Ntaganira J, Muula AS, Masaisa F, Dusabeyezu F, Siziya S, Rudatsikira E. Intimate partner violence among pregnant women in Rwanda. BMC Womens Health. 2008;8:17.

Intimate partner violence, defined as actual or threatened physical, sexual, psychological, and emotional abuse by current or former partners is a global public health concern. The prevalence and determinants of intimate partner violence against pregnant women has not been described in Rwanda. A study was conducted to identify variables associated with intimate partner violence among Rwandan pregnant women. A convenient sample of 600 pregnant women attending antenatal clinics were administered a questionnaire which included items on demographics, HIV status, intimate partner violence, and alcohol use by the male partner. Mean age and proportions of intimate partner violence in different groups were assessed.
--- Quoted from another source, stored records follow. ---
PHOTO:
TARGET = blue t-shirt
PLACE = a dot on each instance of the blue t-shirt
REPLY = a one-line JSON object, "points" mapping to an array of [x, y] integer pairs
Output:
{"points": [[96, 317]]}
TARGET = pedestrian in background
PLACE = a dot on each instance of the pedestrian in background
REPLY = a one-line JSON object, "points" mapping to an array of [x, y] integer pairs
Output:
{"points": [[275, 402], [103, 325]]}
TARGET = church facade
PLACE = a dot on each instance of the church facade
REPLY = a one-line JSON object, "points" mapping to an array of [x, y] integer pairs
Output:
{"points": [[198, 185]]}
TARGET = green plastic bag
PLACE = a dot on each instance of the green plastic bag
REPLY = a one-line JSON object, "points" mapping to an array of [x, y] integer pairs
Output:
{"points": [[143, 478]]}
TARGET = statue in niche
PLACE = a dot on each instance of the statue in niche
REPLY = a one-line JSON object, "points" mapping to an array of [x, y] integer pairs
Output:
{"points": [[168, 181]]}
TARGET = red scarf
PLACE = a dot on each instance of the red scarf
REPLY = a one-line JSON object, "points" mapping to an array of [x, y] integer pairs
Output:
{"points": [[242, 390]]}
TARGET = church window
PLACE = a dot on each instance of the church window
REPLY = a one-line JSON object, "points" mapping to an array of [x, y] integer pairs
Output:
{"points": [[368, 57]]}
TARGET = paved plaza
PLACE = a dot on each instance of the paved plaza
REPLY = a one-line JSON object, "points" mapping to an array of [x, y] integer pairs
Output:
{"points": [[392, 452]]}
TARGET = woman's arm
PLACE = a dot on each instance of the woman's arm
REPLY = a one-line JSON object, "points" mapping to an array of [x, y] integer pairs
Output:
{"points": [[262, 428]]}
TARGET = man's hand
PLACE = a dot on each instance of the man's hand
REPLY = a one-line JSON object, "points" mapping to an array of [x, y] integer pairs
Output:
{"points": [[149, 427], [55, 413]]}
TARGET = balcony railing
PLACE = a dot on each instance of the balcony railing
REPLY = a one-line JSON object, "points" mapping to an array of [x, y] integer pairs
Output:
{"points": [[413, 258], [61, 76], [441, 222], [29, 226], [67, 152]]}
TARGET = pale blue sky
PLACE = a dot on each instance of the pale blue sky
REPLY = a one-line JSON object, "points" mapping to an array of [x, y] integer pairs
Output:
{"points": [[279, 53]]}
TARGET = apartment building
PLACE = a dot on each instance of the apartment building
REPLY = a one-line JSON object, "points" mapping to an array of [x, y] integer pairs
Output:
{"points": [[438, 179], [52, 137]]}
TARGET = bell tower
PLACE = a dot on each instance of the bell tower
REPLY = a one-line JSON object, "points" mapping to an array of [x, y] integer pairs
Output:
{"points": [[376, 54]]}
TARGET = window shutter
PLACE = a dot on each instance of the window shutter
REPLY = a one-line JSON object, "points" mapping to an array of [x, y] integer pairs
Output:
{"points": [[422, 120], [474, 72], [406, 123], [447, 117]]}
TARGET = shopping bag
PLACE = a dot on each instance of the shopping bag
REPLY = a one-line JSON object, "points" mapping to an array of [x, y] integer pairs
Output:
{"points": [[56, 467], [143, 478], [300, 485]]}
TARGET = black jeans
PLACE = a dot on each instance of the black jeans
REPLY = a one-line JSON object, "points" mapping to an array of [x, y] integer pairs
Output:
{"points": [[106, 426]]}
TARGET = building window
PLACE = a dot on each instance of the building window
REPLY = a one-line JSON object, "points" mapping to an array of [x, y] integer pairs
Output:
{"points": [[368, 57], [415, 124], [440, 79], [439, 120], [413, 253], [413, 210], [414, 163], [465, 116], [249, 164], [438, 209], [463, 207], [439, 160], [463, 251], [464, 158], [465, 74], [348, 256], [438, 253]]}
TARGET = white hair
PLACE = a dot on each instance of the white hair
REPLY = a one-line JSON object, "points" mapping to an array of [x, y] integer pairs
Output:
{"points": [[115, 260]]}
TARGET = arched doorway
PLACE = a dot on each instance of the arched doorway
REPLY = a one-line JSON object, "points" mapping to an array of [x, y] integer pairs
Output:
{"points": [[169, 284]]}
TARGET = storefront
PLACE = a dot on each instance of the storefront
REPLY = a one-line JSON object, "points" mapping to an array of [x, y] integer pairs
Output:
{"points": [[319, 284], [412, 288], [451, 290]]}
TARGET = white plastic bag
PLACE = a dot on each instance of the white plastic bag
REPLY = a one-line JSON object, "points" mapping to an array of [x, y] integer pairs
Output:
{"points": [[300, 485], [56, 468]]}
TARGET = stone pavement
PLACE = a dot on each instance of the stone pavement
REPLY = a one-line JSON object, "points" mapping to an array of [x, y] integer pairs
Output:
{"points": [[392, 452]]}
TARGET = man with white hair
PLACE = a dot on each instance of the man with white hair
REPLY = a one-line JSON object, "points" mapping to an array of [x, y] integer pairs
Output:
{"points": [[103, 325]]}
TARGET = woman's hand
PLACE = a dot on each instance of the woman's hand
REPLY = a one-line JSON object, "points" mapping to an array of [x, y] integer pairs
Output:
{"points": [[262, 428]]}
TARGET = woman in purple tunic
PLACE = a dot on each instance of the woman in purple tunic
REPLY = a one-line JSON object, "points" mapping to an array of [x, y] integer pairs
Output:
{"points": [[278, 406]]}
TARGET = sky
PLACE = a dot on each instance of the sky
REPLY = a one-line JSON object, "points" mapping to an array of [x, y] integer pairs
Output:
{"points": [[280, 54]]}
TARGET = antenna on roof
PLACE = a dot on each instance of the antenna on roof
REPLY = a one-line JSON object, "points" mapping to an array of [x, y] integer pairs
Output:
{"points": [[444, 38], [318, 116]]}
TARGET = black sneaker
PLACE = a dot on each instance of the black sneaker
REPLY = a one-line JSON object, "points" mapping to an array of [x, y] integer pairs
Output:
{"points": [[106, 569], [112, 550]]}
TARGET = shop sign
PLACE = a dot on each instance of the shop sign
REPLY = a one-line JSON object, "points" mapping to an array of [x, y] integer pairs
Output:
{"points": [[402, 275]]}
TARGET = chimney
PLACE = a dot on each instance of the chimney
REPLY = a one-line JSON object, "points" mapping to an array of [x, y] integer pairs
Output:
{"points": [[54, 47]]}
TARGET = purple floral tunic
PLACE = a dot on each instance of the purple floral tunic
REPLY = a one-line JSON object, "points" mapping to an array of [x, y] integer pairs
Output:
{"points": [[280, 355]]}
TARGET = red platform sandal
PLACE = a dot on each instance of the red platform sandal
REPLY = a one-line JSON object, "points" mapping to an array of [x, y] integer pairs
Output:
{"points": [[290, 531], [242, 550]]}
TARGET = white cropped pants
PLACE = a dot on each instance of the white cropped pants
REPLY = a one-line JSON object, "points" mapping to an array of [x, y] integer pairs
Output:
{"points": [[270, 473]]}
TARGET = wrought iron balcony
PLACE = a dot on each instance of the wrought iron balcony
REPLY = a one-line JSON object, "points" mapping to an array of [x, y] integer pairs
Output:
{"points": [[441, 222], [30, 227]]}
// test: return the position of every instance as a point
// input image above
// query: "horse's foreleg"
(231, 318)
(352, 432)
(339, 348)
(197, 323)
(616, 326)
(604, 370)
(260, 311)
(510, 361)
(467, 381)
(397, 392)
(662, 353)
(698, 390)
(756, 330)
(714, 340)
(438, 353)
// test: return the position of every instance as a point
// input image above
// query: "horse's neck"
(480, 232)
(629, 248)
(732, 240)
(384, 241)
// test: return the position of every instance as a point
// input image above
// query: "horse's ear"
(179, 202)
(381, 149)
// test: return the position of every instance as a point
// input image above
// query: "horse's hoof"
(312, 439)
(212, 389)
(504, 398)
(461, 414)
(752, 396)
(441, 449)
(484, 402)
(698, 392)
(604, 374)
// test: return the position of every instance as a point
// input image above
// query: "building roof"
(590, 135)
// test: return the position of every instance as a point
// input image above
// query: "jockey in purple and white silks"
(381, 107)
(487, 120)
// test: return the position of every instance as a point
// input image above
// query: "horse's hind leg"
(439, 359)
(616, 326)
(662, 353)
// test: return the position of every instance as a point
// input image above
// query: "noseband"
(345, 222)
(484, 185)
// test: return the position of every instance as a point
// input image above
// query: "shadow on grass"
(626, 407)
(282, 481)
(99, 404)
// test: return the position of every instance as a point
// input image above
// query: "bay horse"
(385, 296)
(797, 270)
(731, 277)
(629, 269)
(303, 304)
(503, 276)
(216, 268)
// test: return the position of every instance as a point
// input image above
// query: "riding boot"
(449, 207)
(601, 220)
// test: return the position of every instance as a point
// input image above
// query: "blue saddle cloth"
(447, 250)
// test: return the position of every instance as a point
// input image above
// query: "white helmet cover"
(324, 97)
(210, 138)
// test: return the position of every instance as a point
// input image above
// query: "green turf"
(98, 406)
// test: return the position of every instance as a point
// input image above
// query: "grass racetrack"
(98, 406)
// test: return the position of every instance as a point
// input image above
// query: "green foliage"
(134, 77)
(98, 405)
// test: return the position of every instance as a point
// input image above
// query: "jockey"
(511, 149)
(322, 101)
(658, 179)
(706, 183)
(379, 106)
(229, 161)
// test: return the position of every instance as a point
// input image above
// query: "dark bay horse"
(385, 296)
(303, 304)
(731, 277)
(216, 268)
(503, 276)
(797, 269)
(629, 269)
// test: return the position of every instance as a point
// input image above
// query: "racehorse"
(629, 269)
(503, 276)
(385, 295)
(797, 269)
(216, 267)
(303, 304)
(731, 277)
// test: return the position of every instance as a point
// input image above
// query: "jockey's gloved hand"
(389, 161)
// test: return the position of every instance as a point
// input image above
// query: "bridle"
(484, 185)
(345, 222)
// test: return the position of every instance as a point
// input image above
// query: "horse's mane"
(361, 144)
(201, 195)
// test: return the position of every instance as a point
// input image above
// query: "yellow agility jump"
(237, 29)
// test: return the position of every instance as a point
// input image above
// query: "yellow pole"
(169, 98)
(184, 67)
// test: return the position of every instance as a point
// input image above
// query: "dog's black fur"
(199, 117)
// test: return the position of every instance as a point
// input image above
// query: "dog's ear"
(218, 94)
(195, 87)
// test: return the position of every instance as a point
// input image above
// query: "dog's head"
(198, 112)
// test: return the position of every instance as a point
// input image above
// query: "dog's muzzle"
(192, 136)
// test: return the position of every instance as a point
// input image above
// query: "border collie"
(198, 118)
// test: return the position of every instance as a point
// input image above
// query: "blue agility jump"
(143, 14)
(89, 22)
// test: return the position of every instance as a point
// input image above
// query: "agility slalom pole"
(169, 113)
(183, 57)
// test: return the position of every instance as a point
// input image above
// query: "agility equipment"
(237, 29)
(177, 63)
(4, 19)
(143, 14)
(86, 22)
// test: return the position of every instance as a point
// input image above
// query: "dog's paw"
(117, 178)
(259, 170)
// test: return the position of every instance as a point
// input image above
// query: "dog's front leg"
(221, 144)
Odds of intimate partner violence were estimated using logistic regression analysis. Of the 600 respondents, 35.1% reported intimate partner violence in the last 12 months. HIV-positive pregnant women had higher rates of all forms of intimate partner violence than HIV-negative pregnant women: pulling hair (44.3% vs. 20.3%), slapping (32.0% vs. 15.3%), kicking with fists (36.3% vs. 19.7%), throwing to the ground and kicking with feet (23.3% vs. 12.7%), and burning with hot liquid (4.1% vs. 3.5%). HIV-positive participants were more than twice likely to report physical intimate partner violence than those who were HIV-negative (OR = 2.38; 95% CI [1.59, 3.57]). Other factors positively associated with physical intimate partner violence included sexual abuse before the age of 14 years (OR = 2.69; 95% CI [1.69, 4.29]), having an alcohol drinking male partner (OR = 4.10; 95% CI [2.48, 6.77] for occasional drinkers and OR = 3.37; 95% CI [2.05, 5.54] for heavy drinkers), and having a male partner with other sexual partners (OR = 1.53; 95% CI [1.15, 2.20]. Education was negatively associated with lifetime intimate partner violence. In reporting on prevalence of intimate partner violence among pregnant women attending antenatal care in Rwanda, Central Africa, the authors advocate that screening for intimate partner violence be an integral part of HIV care, as well as routine antenatal care. Services for battered women should also be made available.

Editors’ note: Intimate partner violence affects 25-43% of women globally at some point in their lifetime. That over one-third of pregnant women and almost one-half of HIV-positive pregnant women in this Rwandan study had experienced such violence in the past 12 months is striking. In addition to the significant mental and physical health consequences for women, physical violence increases the risk of low birth weight infants, pre-term delivery and neonatal death, and negatively affects breast feeding post partum. Prenatal care providers should have a high degree of suspicion of intimate partner violence among pregnant women with HIV infection and make a concerted effort to provide necessary social, treatment, and legal support for these women.